When interest rates are high, people borrow less and save more. When they’re low, savings go down and borrowing goes up. But what happens when rates stay negative?

In Denmark, where rates have been below zero longer than anywhere else on the planet, the private sector is saving more than it did when rates were positive (before 2012). Private investment is down and the economy is in a “low-growth crisis,” to quote Handelsbanken. The latest inflation data show prices have stagnated.

Denmark uses negative rates to defend the krone’s peg to the euro.

Denmark uses negative rates to defend the krone’s peg to the euro.

As the Danes head even further down their negative-rate tunnel, the experiences of the Scandinavian economy may provide a glimpse of what lies ahead for other countries choosing the lesser known side of zero.

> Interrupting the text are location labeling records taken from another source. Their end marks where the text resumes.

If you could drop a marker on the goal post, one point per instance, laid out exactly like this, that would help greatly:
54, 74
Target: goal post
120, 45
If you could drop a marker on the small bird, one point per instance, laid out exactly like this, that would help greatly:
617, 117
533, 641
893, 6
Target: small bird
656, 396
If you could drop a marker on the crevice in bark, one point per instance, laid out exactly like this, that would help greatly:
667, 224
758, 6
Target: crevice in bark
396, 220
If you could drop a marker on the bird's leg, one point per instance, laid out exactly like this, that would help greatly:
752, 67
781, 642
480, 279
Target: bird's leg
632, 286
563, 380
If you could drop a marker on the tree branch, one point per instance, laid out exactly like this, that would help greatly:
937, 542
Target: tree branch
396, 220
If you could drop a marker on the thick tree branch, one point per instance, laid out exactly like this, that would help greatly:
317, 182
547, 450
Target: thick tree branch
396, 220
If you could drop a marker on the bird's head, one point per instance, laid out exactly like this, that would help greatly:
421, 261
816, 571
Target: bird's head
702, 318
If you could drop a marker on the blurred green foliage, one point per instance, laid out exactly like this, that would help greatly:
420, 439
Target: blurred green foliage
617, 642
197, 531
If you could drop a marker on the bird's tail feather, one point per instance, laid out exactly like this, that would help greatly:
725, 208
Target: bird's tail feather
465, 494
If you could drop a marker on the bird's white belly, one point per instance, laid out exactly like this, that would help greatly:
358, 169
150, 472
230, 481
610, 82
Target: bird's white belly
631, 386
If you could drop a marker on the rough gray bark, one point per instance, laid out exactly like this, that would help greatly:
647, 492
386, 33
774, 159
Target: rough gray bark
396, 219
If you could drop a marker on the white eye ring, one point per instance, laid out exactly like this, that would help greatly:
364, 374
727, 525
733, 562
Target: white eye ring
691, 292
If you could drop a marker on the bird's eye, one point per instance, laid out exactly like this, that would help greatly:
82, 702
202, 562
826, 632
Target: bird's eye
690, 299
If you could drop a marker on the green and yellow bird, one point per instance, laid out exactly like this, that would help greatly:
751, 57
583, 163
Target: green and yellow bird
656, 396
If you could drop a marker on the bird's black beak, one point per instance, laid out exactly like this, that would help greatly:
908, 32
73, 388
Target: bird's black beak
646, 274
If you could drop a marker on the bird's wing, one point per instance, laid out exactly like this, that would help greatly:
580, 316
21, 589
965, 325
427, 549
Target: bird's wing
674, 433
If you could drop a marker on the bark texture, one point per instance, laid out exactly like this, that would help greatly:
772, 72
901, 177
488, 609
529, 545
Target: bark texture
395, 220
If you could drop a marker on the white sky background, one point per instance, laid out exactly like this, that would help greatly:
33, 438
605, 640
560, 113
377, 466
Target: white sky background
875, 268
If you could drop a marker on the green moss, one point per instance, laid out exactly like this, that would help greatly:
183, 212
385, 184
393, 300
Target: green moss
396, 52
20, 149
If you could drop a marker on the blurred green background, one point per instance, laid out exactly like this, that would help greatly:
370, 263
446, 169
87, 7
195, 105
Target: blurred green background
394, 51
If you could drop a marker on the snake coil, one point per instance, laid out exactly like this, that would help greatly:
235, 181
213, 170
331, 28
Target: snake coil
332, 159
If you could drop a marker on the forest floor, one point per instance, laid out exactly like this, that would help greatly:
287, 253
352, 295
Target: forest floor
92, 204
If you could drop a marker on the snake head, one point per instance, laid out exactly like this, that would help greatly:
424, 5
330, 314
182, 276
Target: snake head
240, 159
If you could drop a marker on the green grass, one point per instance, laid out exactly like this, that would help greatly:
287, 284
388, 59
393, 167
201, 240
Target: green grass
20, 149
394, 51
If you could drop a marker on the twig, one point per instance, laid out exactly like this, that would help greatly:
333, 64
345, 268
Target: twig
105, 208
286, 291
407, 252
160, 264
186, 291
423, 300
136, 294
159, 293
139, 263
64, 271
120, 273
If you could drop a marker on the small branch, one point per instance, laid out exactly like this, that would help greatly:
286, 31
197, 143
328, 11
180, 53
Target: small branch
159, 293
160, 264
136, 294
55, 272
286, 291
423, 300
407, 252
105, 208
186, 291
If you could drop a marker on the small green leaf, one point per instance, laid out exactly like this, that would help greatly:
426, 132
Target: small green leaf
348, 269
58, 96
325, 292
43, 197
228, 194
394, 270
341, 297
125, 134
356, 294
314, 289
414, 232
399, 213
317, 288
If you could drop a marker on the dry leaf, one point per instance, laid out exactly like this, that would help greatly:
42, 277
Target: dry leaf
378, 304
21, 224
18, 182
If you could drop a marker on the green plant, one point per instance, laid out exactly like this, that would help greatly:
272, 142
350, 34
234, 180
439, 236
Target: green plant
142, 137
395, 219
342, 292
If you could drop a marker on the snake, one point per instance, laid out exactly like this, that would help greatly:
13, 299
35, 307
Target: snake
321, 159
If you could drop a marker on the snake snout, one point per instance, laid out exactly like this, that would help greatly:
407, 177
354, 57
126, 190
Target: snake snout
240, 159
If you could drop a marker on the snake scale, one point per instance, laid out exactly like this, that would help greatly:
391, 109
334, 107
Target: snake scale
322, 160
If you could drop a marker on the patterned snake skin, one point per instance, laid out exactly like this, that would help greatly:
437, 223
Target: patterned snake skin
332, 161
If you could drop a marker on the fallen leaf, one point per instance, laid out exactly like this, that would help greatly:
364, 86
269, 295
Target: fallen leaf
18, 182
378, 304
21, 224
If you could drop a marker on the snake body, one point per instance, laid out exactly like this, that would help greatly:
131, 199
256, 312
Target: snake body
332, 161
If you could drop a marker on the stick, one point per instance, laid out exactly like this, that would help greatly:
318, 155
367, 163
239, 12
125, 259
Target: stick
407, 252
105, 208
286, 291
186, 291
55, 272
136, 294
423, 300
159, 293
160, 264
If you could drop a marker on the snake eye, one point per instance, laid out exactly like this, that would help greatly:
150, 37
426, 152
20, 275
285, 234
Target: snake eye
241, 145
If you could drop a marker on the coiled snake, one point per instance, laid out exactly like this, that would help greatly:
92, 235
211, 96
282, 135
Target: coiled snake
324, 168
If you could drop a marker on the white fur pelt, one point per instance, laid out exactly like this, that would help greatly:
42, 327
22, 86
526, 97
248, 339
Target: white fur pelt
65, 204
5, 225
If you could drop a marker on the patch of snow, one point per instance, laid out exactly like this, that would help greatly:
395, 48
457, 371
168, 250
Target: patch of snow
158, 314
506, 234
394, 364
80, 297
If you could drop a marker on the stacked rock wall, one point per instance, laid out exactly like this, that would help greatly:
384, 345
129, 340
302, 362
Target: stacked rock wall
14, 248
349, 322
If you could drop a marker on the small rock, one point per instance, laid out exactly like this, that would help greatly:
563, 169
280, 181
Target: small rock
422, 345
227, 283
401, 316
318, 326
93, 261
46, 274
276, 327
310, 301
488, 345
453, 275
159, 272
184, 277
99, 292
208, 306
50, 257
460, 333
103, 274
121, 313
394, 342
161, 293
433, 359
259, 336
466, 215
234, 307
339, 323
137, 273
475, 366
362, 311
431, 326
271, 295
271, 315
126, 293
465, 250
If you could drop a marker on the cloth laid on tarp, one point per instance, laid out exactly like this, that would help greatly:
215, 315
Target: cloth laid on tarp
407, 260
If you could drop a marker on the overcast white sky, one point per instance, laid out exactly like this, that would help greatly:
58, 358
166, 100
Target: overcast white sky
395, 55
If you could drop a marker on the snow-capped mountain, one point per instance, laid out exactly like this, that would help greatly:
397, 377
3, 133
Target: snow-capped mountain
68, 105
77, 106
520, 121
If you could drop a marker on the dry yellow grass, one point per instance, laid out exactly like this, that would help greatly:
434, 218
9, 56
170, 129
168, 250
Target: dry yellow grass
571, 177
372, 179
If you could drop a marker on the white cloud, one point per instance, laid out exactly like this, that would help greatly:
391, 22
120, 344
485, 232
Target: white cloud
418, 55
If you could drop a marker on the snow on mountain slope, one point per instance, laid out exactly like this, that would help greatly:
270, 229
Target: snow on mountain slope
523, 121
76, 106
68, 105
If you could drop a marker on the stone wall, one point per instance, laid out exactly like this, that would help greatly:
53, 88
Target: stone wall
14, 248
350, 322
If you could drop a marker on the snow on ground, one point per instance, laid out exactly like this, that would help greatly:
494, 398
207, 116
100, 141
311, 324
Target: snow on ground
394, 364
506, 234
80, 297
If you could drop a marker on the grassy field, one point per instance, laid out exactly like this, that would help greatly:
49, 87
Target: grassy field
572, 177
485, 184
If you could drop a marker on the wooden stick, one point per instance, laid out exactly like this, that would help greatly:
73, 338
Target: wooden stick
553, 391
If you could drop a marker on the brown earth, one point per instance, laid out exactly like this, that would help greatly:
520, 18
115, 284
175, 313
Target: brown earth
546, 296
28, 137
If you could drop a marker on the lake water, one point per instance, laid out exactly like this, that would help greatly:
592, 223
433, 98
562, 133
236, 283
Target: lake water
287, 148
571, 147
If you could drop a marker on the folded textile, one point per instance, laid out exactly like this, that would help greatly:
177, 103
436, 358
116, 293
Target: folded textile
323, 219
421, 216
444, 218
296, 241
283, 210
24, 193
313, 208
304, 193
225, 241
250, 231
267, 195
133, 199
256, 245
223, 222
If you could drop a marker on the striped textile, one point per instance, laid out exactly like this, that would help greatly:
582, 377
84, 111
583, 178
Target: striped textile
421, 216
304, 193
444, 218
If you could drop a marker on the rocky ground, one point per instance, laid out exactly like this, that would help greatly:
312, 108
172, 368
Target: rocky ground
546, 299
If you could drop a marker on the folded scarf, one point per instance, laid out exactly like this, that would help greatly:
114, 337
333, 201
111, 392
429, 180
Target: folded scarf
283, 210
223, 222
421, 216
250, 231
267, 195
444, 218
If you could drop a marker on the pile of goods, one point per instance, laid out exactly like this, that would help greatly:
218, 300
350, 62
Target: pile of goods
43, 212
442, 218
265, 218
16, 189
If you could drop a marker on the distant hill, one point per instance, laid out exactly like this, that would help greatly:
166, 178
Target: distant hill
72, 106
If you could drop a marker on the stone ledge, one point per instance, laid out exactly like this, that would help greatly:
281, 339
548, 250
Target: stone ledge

Denmark has about $600 billion in pension and investment savings. The people who help oversee those funds say the logic of cheap money fueling investment doesn’t hold once rates drop below zero. That’s because consumers and businesses interpret such extreme policy as a sign of crisis with no predictable outcome.

“Negative rates are counter-productive,” said Kasper Ullegaard, head of fixed-income overseeing more than $15 billion at Sampension in Copenhagen. The policy “makes people save more to protect future purchasing power and even opt for less risky assets because there’s so little transparency on future returns and risks.”